Tuesday, 7 April 2015
BEER52 - Yet another epic failure for Equity Crowdfunding. Here's why.
Beer52 is a online craft beer subscription site run out of Scotland. It has taken the internet and the upsurge in craft beers to create a new demand.
In January 2014, Beer52 raised £100,000 on Angels Den. This ECF platform purports to be different to others - but we will go into that later.
The pitch has all the usual misinformation you might expect from an ECF platform. It states that year one will deliver a NP after tax of £316,000. This allows for the usual ridiculous company valuation. Year1 filed accounts now show a loss of £86,000. So a difference of ~ 450% on their projections.
Looking in more detail at the pitch plan, there are some obvious reasons why they have missed by such a large margin. As with a few other ECF pitched businesses, strangely run by the same people, Beer52 launched with a Groupon heavy discount deal. This was a Christmas deal and as you might expect was jumped on by bargain hunters.
In the plan it all appears rather differently. The plan states that they had 6,500 subscribers in their first 3 days and sold 30,000 bottles in the first month.
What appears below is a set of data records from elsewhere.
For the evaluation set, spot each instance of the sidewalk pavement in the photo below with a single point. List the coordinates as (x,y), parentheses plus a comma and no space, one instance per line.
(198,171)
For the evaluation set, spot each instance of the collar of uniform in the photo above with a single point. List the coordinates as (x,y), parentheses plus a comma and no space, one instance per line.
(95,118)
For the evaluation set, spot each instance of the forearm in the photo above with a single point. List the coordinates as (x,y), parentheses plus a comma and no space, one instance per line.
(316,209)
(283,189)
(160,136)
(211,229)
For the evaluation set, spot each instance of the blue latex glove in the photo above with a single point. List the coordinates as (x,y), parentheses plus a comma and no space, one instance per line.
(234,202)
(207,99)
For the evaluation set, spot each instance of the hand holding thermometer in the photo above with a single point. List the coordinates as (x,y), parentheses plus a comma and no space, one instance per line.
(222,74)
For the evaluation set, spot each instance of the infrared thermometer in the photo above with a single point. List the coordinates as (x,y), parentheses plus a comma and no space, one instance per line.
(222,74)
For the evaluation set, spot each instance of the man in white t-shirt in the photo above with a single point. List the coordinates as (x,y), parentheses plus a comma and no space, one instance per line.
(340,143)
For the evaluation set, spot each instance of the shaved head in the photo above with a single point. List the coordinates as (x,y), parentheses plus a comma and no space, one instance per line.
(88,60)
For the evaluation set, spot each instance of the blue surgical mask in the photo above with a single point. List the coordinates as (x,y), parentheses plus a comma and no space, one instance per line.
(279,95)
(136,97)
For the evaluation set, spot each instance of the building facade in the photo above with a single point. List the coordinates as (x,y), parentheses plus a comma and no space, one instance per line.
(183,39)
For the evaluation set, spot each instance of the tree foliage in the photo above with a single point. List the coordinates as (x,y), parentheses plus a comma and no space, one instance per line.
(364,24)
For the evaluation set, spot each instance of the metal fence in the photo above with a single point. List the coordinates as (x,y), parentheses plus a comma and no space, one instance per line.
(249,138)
No mention here of the Groupon deal. Its uses these figures to extrapolate its Yr1 projections - the ones it has just missed. Groupon is not a sensible way to up your retention rate. We all know that.
This technique was also used by Flavourly.com, who funded on Angels Den and then Crowdcube, after their results missed projections. The Flavourly.com founder is an 'advisor' to Beer52. So I suppose we can expect to see Beer52 on another ECF platform anytime soon.
What Beer52 dont tell you is that for them to be able to offer these beers at a good price, they have to deal mainly in bin ends - lines that the brewers cant shift. Subscribers will not hang around for long to put up with this sort of con.
So how do Angels Den fare in all of this? Well the platform has had a number of successes - successful funding that is. It claims to have a 90% rate of funded businesses still active. Well ahead of the sector norm, it proudly declares. When you look into this claim, it proves to be totally spurious. The platform has only been funding businesses for just over a year - so its is hardly surprising that few have gone bust. It took Crowdcube almost 2 years to see its first collapse. It is just another example of the ECF platforms' desperate attempts to sell themselves.
As a footnote Angels Den seem to have a large number of pitches that have either raised money on other ECF platforms or worse have failed to raise money on other ECF platforms. It appears you can do the circuit now, selling your wares to the first idiot willing to buy.